Mamy więc zwycięstwo socjalisty – socjalisty, którego poglądy jeszcze pięć lat temu uważane były za zbyt radykalne. Socjalisty, który – nauczony doświadczeniem poprzedniej kampanii – złagodził nieco ton swoich wypowiedzi i dzięki temu, nie rezygnując z poprzedniego elektoratu, zdobył pozostały, potrzebny do wygranej. Powrót rządów lewicowych po wieloletniej przerwie (ponad trzydzieści lat) jest zresztą wyrazem pewnej tendencji w polityce latynoamerykańskiej. Obecnie większość państw Południowej Ameryki kierowana jest przez socjalistyczne, a często populistyczne rządy. Jest to też przejaw ogólnej zasady panującej w polityce, zwłaszcza polityce latynoamerykańskiej: ludzie lubią zmiany. W sytuacji gdy społeczeństwo jest silnie spolaryzowane, a jego największą część stanowią biedne klasy społeczne – wyborcy dają się ponieść chwytliwym hasłom i deklaracjom politycznym, po czym rozczarowani odbierają władzę rządzącym i dają szansę komuś innemu.
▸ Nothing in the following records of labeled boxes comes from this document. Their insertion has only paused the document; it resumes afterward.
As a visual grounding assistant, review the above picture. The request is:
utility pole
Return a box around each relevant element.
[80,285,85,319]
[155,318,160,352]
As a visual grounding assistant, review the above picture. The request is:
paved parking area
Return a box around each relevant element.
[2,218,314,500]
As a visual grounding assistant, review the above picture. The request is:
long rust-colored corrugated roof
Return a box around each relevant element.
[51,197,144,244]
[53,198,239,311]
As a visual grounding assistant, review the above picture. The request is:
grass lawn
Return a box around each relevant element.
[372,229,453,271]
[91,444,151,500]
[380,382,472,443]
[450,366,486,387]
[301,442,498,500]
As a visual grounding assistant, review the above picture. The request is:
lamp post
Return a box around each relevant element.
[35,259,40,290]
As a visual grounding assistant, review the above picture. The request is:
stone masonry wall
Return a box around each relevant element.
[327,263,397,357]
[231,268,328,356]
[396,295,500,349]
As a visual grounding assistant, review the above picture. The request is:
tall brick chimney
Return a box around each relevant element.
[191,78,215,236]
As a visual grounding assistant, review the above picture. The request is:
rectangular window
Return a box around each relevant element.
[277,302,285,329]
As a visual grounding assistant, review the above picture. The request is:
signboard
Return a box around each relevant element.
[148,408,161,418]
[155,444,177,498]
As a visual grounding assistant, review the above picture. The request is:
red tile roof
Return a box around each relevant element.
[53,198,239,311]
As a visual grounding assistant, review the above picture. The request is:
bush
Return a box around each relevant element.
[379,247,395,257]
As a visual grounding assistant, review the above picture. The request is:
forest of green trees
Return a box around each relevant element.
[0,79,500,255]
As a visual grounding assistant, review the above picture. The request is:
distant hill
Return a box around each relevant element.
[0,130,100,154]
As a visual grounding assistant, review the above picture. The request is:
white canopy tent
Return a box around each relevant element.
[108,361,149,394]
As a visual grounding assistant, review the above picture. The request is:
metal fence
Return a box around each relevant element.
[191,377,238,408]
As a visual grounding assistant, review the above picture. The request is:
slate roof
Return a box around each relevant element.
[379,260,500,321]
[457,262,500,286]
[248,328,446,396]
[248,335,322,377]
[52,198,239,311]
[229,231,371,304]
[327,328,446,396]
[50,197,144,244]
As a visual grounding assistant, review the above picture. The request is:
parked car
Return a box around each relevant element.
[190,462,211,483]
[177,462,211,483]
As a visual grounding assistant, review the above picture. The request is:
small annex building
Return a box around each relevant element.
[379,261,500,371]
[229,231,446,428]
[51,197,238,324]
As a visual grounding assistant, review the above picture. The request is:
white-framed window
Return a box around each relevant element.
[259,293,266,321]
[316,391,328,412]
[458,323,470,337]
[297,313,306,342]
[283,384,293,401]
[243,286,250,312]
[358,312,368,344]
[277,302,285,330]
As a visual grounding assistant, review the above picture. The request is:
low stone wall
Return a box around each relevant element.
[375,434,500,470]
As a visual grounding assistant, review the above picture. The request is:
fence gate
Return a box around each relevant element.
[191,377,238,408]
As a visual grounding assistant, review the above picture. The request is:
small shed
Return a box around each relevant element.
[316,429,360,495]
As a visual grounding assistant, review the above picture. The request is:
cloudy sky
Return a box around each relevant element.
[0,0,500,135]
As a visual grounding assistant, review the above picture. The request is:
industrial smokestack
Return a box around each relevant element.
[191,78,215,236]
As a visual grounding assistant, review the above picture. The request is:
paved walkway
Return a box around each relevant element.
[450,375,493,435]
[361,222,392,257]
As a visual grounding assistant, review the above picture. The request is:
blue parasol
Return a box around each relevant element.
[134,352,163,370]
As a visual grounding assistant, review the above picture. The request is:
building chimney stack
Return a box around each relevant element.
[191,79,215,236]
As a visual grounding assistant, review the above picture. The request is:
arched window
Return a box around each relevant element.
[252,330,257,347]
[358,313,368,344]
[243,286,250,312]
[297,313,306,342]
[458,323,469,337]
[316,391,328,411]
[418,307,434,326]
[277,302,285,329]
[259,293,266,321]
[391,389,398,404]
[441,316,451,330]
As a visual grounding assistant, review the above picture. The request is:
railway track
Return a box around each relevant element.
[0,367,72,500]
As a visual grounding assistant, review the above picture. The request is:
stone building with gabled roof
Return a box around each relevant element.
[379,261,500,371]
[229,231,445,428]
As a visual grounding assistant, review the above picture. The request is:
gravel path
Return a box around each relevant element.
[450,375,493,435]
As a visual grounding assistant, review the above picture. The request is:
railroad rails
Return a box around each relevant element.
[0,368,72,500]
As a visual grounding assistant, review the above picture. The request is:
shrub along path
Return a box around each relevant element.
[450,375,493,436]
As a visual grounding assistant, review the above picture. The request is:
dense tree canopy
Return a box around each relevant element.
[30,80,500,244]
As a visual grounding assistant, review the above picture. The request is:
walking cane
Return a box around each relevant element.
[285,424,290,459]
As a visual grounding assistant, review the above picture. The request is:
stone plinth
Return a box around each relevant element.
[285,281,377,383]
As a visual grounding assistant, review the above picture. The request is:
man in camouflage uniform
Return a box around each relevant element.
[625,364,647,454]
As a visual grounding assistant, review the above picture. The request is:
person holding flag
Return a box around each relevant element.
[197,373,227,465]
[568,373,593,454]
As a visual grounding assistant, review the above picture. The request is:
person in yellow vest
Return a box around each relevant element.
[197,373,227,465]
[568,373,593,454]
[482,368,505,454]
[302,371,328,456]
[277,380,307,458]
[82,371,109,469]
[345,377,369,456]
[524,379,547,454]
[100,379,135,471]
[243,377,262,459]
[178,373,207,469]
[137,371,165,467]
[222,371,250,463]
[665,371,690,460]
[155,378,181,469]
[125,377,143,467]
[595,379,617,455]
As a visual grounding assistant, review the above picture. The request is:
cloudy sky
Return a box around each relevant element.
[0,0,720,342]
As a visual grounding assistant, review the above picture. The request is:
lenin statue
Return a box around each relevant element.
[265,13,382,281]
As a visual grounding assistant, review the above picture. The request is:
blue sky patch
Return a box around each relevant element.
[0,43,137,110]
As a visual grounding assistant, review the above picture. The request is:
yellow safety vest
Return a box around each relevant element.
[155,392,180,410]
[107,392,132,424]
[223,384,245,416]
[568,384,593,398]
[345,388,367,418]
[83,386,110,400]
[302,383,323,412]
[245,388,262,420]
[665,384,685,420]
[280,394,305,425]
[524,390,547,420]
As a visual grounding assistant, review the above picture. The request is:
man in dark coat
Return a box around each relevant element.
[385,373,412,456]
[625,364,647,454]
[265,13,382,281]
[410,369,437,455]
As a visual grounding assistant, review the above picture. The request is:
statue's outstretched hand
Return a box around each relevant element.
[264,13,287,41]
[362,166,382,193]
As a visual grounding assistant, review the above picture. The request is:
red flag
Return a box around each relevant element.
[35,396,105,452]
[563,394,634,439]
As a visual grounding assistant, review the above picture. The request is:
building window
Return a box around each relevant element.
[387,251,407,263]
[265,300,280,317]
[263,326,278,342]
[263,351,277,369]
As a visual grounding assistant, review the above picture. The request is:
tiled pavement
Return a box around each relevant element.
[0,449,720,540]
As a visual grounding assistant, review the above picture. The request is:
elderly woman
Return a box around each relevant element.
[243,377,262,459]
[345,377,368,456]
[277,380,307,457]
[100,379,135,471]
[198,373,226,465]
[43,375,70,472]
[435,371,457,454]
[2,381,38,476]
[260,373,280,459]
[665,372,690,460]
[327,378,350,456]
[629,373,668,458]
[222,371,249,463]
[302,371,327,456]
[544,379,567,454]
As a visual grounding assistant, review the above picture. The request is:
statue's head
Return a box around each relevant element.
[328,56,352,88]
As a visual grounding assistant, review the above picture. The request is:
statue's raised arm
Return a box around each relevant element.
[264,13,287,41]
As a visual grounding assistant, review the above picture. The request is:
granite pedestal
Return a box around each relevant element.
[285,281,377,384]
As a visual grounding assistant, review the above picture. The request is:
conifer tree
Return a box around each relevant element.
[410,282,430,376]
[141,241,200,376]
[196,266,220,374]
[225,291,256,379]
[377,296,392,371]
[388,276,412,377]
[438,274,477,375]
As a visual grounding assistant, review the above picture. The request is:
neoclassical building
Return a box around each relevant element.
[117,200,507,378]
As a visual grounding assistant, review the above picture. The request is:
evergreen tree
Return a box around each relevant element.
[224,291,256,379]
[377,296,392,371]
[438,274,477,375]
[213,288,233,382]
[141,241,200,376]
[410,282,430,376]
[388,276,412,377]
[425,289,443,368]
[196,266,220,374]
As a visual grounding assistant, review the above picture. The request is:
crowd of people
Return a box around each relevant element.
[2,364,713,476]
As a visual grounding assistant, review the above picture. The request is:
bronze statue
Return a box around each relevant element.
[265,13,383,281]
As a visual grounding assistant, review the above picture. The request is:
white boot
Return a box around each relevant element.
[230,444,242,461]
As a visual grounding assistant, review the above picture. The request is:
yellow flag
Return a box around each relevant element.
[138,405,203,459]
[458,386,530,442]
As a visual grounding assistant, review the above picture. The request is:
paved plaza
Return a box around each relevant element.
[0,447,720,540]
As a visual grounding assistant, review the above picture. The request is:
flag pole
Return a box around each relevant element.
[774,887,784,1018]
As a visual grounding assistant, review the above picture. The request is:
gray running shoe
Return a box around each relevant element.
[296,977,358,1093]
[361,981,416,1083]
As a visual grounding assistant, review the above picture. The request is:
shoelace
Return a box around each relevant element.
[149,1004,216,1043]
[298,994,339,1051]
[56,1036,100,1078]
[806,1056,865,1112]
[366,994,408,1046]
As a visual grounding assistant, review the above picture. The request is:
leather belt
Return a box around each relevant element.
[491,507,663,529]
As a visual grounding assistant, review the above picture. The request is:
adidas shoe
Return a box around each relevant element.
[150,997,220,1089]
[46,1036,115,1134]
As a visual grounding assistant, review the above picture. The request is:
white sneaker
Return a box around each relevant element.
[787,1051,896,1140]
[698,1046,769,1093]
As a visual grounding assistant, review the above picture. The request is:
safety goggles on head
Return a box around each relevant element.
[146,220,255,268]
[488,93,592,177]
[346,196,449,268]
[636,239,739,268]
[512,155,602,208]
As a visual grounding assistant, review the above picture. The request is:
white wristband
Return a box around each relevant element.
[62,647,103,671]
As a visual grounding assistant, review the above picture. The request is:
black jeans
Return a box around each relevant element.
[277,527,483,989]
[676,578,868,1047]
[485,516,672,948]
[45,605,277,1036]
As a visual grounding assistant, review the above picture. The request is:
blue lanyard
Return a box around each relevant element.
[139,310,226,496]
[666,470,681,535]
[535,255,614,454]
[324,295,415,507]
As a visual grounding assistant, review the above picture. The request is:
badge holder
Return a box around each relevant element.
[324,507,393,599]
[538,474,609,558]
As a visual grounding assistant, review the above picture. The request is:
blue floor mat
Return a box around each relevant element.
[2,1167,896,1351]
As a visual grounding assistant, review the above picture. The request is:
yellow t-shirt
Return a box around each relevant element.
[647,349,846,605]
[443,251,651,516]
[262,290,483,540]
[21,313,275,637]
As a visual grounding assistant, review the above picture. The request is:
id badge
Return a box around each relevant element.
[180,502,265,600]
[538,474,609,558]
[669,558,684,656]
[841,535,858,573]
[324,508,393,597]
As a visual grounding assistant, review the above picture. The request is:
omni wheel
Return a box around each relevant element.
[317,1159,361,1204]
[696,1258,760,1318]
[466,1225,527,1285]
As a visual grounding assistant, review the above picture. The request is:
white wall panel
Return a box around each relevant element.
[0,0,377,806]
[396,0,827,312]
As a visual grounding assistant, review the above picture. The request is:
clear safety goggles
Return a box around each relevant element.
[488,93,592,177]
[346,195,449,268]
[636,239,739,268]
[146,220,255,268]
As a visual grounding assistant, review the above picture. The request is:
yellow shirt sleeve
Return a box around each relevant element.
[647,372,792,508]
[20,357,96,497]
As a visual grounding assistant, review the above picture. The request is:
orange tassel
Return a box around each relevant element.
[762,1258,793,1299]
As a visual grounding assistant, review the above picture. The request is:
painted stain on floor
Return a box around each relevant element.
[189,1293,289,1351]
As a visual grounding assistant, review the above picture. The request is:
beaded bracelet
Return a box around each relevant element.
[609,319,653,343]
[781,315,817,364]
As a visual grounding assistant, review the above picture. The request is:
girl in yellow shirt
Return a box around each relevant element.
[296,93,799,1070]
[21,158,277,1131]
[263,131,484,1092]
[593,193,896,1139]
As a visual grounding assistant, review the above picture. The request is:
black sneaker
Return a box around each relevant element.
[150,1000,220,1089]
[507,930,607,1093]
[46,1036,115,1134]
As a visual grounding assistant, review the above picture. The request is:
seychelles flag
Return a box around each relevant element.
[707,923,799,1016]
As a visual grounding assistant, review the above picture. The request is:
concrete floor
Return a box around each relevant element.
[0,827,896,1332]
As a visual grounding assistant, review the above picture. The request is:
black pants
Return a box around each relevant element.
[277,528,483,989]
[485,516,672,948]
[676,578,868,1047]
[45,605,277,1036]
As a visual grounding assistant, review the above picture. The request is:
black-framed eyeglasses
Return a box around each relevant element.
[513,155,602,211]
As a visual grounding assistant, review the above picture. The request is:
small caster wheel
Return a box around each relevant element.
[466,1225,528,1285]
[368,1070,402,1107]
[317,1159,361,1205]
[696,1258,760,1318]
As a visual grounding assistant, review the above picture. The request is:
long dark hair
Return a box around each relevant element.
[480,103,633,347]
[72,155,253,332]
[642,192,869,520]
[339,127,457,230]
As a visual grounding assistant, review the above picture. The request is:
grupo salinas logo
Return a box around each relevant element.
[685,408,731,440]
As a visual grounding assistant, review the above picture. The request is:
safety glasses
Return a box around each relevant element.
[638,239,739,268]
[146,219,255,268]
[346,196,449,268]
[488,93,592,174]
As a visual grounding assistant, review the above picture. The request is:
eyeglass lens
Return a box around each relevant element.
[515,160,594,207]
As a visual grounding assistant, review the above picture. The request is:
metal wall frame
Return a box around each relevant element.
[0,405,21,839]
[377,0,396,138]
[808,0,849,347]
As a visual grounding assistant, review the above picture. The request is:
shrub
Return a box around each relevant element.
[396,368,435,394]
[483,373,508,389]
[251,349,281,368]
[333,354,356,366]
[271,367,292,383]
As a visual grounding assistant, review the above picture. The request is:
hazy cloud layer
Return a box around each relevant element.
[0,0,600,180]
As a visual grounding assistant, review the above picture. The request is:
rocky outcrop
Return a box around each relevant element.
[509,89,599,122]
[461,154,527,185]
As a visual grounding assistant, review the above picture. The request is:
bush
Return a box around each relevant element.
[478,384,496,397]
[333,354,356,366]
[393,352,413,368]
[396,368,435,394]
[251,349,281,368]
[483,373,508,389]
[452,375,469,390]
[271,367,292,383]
Nam pozostaje jedynie pogratulować zwycięzcy i zazdrościć Peruwiańczykom ponad osiemdziesięcioprocentowej frekwencji…
* Przezwisko “Chińczyk” zostało nadane Fujimoriemu podczas jego pierwszej kampanii wyborczej. Odnosi się ono do jego azjatyckiego pochodzenia, choć przodkowie Fujimoriego pochodzą nie z Chin, a z Japonii.